Vintage jeans, handmade jewelry and soaps were just a small sampling of the wares on sale yesterday at Spring Cleaning, Cornell Thrift’s pop-up store in Willard Straight Hall.
With over 1,500 RSVP’s on Facebook and 40 participating vendors, student shoppers flocked to Spring Cleaning to peruse second-hand garments and try on potential purchases in blue tent fitting rooms.
The event was a collaboration between three student-led sustainable fashion initiatives: Thrift Reuse Upcycle, KAN Supply and Cornell Thrift, who aimed to make the transition to spring sustainable through thrifting.
“A lot of students are getting rid of items they don’t want anymore,” Cornell Thrift Executive Director Megan Hayden ’19 told The Sun. “The idea of this market is to keep those things in circulation.”

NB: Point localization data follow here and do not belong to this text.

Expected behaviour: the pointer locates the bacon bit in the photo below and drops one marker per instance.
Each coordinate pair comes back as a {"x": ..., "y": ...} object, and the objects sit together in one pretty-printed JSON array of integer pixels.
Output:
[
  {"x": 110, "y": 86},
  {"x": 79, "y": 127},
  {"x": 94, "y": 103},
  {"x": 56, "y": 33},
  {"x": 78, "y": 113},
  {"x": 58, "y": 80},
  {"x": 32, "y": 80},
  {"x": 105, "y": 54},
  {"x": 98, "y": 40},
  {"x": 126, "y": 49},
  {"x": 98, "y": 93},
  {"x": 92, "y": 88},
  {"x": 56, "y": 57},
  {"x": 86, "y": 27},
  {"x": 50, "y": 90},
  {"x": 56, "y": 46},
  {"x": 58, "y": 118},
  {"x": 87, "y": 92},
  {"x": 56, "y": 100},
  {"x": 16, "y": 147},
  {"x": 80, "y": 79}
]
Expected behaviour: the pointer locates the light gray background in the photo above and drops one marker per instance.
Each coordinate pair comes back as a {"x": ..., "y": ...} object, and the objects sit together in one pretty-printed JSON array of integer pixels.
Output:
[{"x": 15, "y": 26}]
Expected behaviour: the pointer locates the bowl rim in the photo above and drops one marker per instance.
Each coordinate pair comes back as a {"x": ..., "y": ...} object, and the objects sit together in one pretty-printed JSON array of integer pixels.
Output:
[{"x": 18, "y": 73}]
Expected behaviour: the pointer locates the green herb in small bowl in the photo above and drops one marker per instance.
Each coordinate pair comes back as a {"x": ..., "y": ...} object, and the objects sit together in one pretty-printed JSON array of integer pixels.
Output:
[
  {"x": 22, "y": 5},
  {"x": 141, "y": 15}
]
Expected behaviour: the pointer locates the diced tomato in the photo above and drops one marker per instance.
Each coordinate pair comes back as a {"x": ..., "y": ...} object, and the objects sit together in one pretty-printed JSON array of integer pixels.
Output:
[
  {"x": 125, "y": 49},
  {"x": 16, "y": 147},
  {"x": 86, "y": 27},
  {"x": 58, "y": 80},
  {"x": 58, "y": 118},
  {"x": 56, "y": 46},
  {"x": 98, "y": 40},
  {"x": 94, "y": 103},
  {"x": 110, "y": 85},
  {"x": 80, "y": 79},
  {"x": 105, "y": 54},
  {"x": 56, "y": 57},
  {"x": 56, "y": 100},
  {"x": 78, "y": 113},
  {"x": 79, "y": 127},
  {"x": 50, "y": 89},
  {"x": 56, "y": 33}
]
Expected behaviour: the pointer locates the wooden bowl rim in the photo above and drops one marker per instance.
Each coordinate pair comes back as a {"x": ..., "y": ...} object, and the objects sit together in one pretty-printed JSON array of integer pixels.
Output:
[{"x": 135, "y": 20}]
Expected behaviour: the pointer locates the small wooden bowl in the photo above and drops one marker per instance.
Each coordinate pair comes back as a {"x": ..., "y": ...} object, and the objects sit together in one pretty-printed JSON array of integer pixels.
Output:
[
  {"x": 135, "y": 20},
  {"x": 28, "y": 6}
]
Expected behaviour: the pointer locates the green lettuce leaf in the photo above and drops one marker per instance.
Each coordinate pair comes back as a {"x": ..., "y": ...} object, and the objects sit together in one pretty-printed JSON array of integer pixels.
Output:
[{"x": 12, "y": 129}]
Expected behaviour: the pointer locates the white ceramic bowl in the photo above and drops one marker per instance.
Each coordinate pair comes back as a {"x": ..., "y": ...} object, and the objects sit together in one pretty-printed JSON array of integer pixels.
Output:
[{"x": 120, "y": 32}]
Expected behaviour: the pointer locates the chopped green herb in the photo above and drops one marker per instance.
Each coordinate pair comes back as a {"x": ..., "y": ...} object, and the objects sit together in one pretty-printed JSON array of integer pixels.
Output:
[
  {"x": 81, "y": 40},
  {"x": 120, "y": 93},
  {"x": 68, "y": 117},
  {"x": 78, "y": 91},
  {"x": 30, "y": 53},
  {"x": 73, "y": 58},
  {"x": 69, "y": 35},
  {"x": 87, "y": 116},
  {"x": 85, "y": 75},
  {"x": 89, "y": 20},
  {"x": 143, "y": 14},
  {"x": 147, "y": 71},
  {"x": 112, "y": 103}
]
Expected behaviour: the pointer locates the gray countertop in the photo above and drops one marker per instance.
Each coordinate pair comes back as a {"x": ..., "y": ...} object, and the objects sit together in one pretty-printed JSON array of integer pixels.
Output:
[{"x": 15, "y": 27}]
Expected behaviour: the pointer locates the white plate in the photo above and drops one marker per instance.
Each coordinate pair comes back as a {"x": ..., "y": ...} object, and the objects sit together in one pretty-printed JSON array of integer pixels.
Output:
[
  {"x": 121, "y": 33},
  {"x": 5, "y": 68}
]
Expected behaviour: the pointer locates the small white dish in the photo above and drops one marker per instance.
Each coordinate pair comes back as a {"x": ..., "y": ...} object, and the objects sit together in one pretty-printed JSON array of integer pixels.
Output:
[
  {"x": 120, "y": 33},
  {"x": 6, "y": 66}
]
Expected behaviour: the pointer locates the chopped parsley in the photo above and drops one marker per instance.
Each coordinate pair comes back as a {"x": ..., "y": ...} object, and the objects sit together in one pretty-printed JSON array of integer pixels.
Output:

The Spring Cleaning event has been in the works since December, starting as a conversation between Cornell Thrift and KAN Supply. The pair then added Miranda Kasher ’19, owner of Thrift Reuse Upcycle, an Instagram-based thrift store.
Kasher originally started her shop in January to clean out her closet, but soon found herself part of growing movement for sustainable fashion.
“I can’t go a day without being followed by another thrift store,” she said of her Instagram boutique.
“With the advent of technology, we are able to pull elements of fashion from other generations, whereas people weren’t able to do that before. Every generation usually has a style, but we don’t really,” Kasher said.
The sellers at the event ranged from Cornell students to experienced resale vendors, jewelry-makers and knitwear artisans.
“I decided to sell at this event because I love sharing the things I’m interested in with other people,” Keri Heuer ’19 told The Sun. “I’m moving to Cambridge in the summer to work at the Harvard Center for Astrophysics, so I’m trying to save up for rent money.”
Cornell Thrift focuses mainly on waste reduction by maintaining “free-to-give, free-to-take” closets for students to exchange clothes with each other. They also host “free piles” or pop-up give-aways of second-hand garments to provide costless access to clothing.
KAN, founded by Kenneth Yeung ’21, seeks to bring “re-upped, vintage NYC style to the streets of Ithaca at an affordable price.” For the Spring Cleaning, Yeung selected clothing from donations from Cornell students as well as from local vintage and thrift stores. All itemswere priced at $1 to $3.
Kasher hosted a separate sale room with over 15 racks of clothing, with all items priced under $30.
“What I’m offering is a very large range. You have different racks for different styles,” Kasher said. “Some are color-schemed, some are nautical, another is like a night in New York City. There’s reds and a cheetah-print pea coat.”
Kasher also said that Thrift Reuse Upcycle has influenced her future aspirations. “The hope is that I go into some sustainable career.” she said. “Thrift Reuse has inspired me to do that. I have sort of come to a revelation that this is what I want to do.”
All surplus clothing and proceeds from the event will be donated to the Fashion Revolution and the Ithaca ReUse Center.